Considering the orientation of the tissues, we might well suppose that the stipe's acrophysalidic tissue (pre-existing in the common ancestry of both Amanita and Limacella and, indeed, a defining character state of the family Amanitaceae) may be a possible analog for the edge cells of the lamellae. Let us look at the other side of the interface.  In the normal agaric development of a Limacella, the gill edges comprise basidia and basidioles.  They are inflated cells of an appropriate size, shape, and position to be considered as possible analogs for lamella edge cells; HOWEVER, it is much more difficult to explain how basidia and their subhymenium could both be transformed to produce the present day cable-like structure densely set with chains of inflated cells. To shorten this discussion a bit (for the moment only...what is omitted must be made explicit in the future), I think it is much more apparent how the lamella edge cells and their supporting hyphal cable could be an analog of stipe context/surface (there is little difference in form of these tissue-regions) than how subhymenium and basidia could cease to have a reproductive function and become so strongly segregated from the bilateral structure of the lamellae. This point of view provides a number of reasons against considering lamella edge cells as cheilocystida. The lamella edge cells are cells of a type utterly absent in agarics that lack schizohymenial development. It seems more appropriate to consider them modified acrophysalides than to imagine that they could be cheilocystidia.

III. Another possibility that cannot yet be posed in detail (because of the very minimal anatomical information available on species of Limacella) is as follows: The analog of the lamella edge cells of Amanita is the glutin-supporting hyphae of the universal veil on the stipe in Limacella.
IV. It might be argued, the hyphal cable (from which the lamella edge cells arise) is connected to hyphae that pass into the lamella trama; and, hence, the lamella edge cells could be said to arise from the lamella trama.  On the contrary, hyphal connections interpenetrating adjacent tissues is to be expected since ALL developing tissues of the original primordium were originally intimately connected via hyphae.  Indeed, the word "schizohymenial" comes from the fact that the hyphal connections between what become opposing hymenial surfaces have to be broken for the basidiome to expand into an agaric form.  These considerations give rise to a new question: What is the structure of the interface between the stipe and the layer of tissue we call "lamella edge cells"?  One might hypothesize that it would be a "mirror image" of the arrangement on the lamella edge.  Some observations would be useful.

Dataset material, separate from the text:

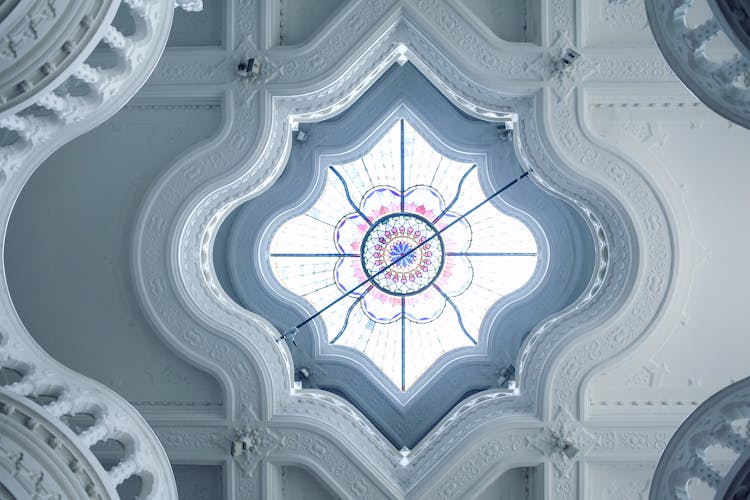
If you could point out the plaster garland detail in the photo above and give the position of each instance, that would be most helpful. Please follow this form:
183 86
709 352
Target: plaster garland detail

V. Experiment.  While Dr. Yang and I have both begun to pay greater attention to the morphology of the cell edge than was done previously, I do not think anyone has examined the morphology of the ridges of cells left on the apex of the stipe and/or on the upper surface of a membranous partial veil in many amanitas after the stipe and lamellae separate. It is commonly observed by collectors of amanitas that these ridges or "lines" on the stipe apex are positioned exactly as though they were matched to the lamellae edge during development of the basidiome. They are (reasonably) assumed to be the same tissue as the lamella edge cells by some and passed over with few (if any) words by others.  I know of no one who has looked at how these "lines" of cells are attached to the stipe surface.

I suggest that careful examination of these lines of tissue might be relevant to the question of the evolutionary origin of the lamella edge cells. I think a thorough investigation of this issue in a variety of taxa (but especially in basal taxa of Amanita), might produce results bearing strongly on the morphologically-based understanding of how evolution in Amanita has yielded the "success"" of schizohymenial development.